ANS launches: “I have some good news and some bad news…”

The good new is… Automated Notification of Sales (ANS) rolled out yesterday for Direct Delivery. ANS allows information on sales to be forwarded to an external URL, allowing merchants to not only track sales, but to perform a range of different analyses on their sales and customers, in order to provide things like more focused support, identify product trends and so on.

Originally, it had been hoped that ANS would form part-and-parcel of the overall Direct Delivery roll-out, and many merchants were disappointed that this was not the case, with ANS being delayed for reasons unknown.

Yesterday’s announcement that ANS is now available came with a highly-informative user-written wiki article on how to make use of ANS. This is extremely well-presented and spells-out exactly how ANS data can be received and used.
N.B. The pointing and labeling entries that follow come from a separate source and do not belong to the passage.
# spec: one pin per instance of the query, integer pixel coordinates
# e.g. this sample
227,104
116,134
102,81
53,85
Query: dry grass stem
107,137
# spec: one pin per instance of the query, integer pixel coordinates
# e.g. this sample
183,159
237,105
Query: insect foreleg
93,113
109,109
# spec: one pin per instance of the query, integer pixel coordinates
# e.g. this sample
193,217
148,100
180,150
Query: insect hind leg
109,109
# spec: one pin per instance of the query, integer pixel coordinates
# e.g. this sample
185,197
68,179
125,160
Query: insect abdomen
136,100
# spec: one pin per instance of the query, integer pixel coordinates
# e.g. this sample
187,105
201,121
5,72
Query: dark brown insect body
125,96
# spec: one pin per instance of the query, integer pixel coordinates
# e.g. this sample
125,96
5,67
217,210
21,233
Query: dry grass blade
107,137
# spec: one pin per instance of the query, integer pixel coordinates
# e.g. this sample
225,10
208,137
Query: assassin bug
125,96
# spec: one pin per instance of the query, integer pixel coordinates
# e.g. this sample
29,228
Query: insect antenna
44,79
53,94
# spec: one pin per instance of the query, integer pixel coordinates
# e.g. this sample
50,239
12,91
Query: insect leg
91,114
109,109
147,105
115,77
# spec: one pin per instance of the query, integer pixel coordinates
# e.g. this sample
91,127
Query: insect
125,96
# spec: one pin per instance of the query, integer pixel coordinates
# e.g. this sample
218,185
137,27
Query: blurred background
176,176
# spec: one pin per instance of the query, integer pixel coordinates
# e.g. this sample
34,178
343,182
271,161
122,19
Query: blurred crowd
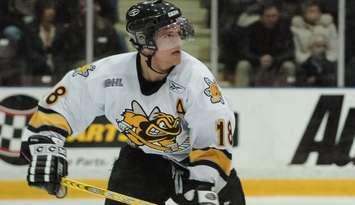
40,40
283,43
268,43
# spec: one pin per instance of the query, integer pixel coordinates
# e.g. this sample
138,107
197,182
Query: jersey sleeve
211,123
68,108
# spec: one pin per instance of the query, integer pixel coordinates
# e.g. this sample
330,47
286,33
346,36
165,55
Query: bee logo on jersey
158,131
84,70
213,91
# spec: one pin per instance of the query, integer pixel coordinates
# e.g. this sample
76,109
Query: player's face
169,43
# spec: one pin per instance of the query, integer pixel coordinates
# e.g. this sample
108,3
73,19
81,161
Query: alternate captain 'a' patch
158,130
84,70
213,91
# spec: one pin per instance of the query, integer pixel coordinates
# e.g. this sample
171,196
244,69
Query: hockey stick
103,192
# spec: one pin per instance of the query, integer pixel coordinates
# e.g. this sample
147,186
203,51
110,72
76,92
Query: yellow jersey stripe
215,156
50,119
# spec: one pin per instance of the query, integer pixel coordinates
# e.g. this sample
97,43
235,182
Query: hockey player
178,124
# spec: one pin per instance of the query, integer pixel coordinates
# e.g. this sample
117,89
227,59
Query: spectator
42,42
11,63
268,50
315,40
107,41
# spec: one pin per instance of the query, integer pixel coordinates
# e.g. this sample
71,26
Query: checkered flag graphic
12,124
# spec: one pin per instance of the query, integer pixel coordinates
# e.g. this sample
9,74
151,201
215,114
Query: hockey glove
47,166
204,197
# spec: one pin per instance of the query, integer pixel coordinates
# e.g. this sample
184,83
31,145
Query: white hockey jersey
187,117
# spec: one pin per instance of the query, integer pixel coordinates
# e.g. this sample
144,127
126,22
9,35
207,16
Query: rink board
271,125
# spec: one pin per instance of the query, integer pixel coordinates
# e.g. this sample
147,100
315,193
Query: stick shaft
102,192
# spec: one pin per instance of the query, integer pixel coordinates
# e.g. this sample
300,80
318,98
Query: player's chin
176,55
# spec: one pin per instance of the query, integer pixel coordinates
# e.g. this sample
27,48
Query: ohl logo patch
213,91
84,70
158,130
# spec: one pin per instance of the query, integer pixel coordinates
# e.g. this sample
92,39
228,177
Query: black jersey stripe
48,128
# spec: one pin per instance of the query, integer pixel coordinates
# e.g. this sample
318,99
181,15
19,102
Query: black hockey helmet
144,19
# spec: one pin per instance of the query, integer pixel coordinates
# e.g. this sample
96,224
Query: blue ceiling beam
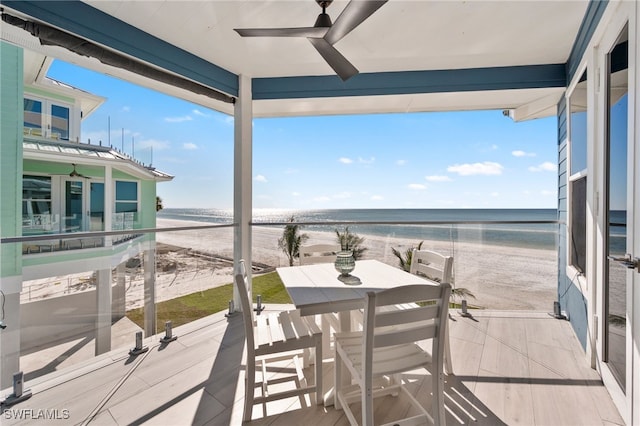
88,22
590,22
408,82
85,21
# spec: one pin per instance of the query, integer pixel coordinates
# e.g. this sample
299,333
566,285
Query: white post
149,264
242,205
10,335
109,203
103,314
119,300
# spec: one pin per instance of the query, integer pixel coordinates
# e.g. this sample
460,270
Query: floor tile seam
553,370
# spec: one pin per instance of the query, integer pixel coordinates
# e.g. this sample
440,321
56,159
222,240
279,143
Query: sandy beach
500,277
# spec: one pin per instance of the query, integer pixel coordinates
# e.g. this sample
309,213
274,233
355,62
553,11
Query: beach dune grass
191,307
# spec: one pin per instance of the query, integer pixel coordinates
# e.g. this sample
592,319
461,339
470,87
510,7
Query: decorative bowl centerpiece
345,263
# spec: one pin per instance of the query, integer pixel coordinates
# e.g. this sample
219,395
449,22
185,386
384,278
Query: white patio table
319,289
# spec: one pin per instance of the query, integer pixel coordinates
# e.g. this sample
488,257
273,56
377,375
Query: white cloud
484,168
178,119
149,143
547,166
436,178
520,153
189,146
343,195
417,186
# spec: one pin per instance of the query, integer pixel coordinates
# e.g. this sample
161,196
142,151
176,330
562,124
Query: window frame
127,201
579,271
47,119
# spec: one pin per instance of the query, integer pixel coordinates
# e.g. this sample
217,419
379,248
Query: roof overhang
454,55
91,155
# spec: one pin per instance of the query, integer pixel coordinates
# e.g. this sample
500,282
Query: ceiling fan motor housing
323,21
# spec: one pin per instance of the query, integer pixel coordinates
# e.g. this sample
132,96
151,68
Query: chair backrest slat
423,322
318,253
412,314
431,264
404,335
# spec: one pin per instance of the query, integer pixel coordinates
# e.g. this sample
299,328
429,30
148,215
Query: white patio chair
437,267
388,346
311,255
274,337
318,253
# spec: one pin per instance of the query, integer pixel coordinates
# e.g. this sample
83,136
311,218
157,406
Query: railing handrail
93,234
415,222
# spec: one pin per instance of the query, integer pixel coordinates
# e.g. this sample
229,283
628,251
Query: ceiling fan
324,34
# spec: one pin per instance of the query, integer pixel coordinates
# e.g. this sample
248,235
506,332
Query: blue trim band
399,83
85,21
590,22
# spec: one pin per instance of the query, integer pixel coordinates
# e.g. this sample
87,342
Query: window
59,122
44,118
36,205
578,175
36,195
126,197
33,116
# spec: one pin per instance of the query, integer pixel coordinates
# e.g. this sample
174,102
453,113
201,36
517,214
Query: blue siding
589,24
570,296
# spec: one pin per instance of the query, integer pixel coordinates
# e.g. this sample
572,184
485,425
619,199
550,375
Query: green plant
350,241
404,260
291,240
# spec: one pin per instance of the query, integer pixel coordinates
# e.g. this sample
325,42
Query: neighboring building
67,188
576,60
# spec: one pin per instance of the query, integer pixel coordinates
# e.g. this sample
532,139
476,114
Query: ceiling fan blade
309,32
353,15
339,63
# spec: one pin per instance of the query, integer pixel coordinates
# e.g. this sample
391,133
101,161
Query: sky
471,159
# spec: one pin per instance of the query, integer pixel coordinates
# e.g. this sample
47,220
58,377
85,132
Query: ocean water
533,235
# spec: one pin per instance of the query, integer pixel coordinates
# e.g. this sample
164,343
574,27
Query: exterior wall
571,299
52,321
147,204
11,124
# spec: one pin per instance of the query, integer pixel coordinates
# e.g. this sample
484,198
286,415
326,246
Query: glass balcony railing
184,272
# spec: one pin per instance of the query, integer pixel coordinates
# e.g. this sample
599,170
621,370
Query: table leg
344,318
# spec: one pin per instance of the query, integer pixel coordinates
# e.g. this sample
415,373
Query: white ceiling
404,35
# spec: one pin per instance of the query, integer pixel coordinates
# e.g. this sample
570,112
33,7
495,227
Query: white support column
10,336
119,300
103,314
149,264
109,203
243,153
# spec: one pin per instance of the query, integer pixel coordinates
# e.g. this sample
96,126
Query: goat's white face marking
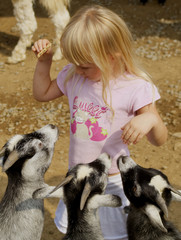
83,172
13,141
159,183
104,157
126,163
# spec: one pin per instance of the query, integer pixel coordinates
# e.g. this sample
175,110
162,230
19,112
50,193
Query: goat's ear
85,194
1,161
44,192
2,151
153,214
176,194
136,189
154,195
12,158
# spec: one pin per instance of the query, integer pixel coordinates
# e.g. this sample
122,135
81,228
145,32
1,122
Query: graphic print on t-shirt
85,121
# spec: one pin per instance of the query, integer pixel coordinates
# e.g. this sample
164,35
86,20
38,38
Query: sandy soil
157,33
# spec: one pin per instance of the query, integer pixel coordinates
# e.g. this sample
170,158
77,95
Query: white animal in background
27,24
25,159
149,193
82,192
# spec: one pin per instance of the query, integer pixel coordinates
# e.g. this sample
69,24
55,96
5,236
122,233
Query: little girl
111,100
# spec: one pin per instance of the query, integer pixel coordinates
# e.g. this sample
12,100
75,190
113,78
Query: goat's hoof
12,60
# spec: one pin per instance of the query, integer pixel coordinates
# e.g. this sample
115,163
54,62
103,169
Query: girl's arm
146,122
44,89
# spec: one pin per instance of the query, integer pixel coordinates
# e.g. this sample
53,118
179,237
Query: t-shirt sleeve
144,94
61,79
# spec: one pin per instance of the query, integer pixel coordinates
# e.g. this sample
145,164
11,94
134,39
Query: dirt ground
157,33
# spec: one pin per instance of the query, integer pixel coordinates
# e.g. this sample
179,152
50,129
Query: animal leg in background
26,23
59,15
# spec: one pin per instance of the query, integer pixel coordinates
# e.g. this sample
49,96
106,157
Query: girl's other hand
39,46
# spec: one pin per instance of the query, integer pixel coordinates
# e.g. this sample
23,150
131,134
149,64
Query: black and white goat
149,193
27,24
25,159
82,192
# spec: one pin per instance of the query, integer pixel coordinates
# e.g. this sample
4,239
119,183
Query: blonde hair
94,34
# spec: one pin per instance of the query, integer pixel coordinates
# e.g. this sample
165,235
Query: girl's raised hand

However, it’s not all good news, sadly, as Darrius Gothly reports in the forum thread making the announcement:

 Sadly the ANS for Direct Delivery has a Severe bug and IS NOT SAFE TO USE YET!! The ANS Transaction being sent via the Marketplace service is duplicating the Item ID# (the numeric part of the Product’s listing page) into the Location field. The Location Field is supposed to have the Order Line Item ID number instead, showing which line item in an Order correlates to the ANS Transaction. As long as that field contains the wrong data, you CANNOT track an ANS transaction back to the specific line item in an Order.
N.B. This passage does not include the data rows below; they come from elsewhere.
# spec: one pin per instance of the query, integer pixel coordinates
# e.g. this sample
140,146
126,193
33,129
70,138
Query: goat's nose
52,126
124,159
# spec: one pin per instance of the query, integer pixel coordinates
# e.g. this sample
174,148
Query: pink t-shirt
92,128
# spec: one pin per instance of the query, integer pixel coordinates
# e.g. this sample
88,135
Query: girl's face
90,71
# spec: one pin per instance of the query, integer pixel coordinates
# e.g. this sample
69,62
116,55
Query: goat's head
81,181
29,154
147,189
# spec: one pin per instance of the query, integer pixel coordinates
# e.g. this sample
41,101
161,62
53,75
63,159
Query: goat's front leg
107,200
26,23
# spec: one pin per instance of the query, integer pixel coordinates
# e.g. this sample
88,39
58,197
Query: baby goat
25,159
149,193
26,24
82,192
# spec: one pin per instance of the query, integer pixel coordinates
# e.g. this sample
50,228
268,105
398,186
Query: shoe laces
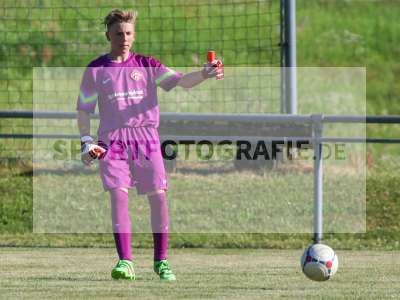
163,267
123,264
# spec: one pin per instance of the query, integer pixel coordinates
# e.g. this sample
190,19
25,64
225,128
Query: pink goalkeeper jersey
126,92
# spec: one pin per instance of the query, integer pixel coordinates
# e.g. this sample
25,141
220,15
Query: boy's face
121,37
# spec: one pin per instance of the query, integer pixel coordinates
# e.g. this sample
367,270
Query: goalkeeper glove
90,151
213,69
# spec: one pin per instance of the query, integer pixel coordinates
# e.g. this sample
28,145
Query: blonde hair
120,16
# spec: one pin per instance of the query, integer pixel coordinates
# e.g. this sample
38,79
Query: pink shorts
133,159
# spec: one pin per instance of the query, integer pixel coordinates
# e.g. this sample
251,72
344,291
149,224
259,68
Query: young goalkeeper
124,85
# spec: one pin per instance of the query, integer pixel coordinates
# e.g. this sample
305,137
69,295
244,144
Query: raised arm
84,123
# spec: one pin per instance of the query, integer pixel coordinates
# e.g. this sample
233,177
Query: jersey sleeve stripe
88,99
165,76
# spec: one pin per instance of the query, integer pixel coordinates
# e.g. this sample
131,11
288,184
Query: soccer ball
319,262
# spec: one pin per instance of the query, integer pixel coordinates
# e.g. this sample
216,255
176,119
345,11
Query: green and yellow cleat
123,270
162,269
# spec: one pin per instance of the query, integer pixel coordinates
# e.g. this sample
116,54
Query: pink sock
121,223
159,224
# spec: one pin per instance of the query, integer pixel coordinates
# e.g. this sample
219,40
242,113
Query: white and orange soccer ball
319,262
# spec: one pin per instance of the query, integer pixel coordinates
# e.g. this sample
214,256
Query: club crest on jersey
136,75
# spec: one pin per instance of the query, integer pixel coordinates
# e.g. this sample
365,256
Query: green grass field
76,273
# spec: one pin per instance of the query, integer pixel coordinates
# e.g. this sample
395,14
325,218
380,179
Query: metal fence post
317,127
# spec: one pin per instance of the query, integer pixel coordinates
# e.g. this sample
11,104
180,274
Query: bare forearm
84,123
190,80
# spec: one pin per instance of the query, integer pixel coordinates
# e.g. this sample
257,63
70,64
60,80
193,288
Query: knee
155,192
125,190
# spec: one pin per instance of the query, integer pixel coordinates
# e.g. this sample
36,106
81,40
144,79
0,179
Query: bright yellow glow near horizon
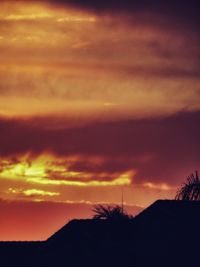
47,170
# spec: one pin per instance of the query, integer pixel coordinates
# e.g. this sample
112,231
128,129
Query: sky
96,98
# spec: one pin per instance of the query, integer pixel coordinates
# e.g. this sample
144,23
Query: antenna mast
122,200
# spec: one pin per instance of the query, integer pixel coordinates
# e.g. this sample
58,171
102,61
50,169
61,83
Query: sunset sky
96,98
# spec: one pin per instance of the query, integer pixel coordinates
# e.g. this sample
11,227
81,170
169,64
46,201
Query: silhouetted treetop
190,189
110,212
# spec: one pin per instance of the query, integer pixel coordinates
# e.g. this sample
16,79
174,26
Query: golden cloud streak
47,170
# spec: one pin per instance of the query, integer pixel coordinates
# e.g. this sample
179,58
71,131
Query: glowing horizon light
37,192
48,170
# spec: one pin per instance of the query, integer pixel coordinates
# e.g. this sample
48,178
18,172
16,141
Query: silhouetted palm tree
110,213
190,189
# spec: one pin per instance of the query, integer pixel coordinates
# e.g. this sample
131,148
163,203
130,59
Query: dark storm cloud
161,149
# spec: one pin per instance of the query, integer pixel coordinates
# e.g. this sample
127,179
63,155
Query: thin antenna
122,200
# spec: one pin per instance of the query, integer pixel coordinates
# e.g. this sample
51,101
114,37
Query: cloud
159,150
Darrius has raised a JIRA on the matter, and merchants who use ANS / have an interest in using ANS are urged to log-in and WATCH the JIRA.

2 thoughts on “ANS launches: “I have some good news and some bad news…”
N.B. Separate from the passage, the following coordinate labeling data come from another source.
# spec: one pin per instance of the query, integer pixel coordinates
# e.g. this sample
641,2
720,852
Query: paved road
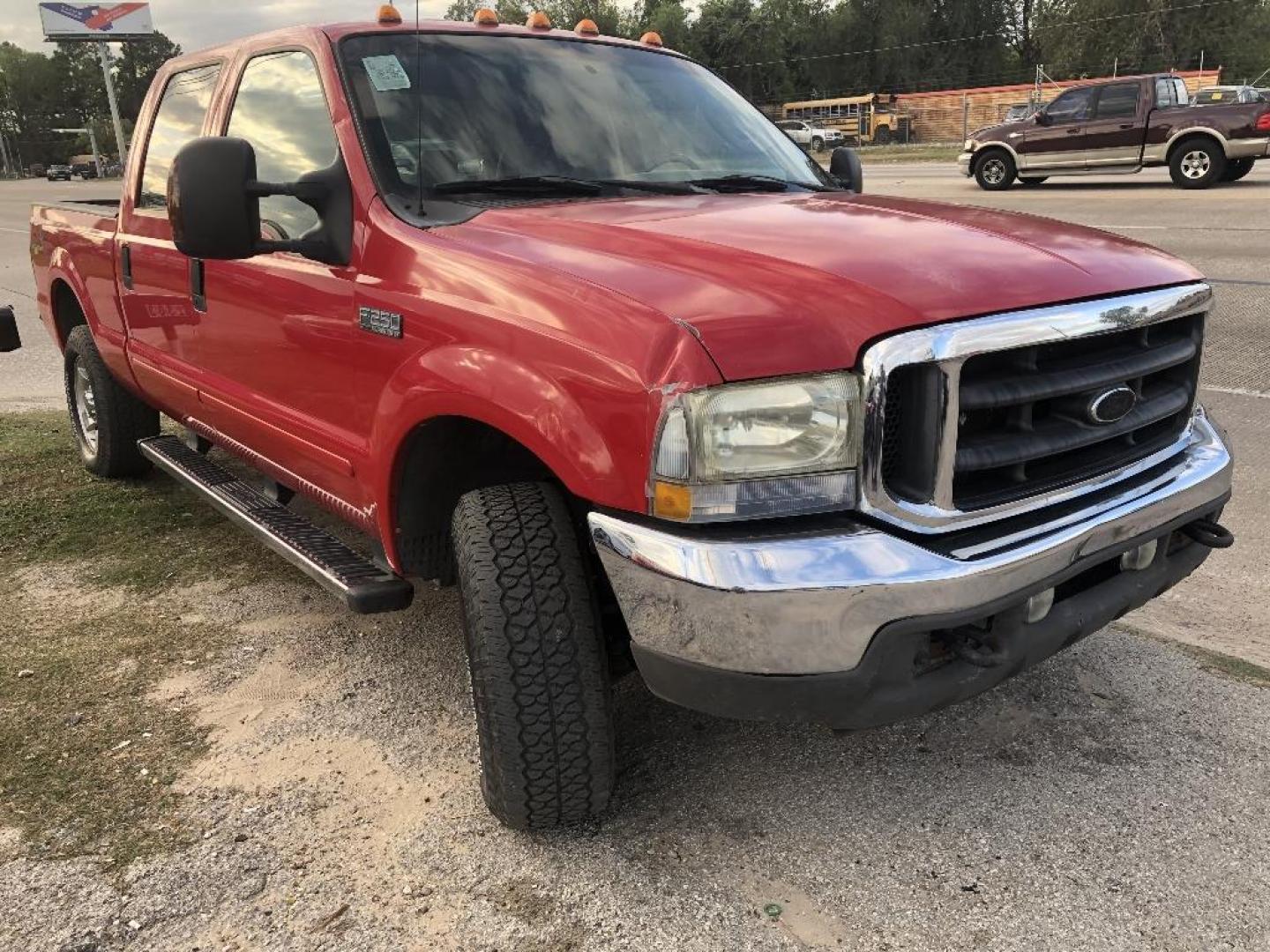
1113,799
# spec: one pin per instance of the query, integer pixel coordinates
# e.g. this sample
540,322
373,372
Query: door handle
197,290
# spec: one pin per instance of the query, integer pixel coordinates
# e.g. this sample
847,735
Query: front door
1113,135
280,342
1057,138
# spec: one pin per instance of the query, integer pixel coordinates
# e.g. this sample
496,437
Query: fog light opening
1138,559
1039,606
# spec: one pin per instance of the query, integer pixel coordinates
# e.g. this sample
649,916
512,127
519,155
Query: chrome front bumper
811,602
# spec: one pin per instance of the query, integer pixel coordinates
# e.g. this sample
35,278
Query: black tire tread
122,418
539,673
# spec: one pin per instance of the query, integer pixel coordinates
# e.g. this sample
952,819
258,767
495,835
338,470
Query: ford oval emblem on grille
1110,405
    1. Presumably because, as Darrius states, it makes it impossible for a merchant reliant upon ANS to accurately trace an ANS transaction back to a specific item within an order. Ergo, the ability to trace items end-to-end is somewhat buggered, as is (I assume) the ability to further confirm any issues reported / related to items within an order.

      The data from ANS isn’t looked at in and of itself, it’s subject to external processing at the merchant’s end of things: as such incorrect data going in is liable to lead to incorrect information coming out, making any reliance on such data “unsafe”.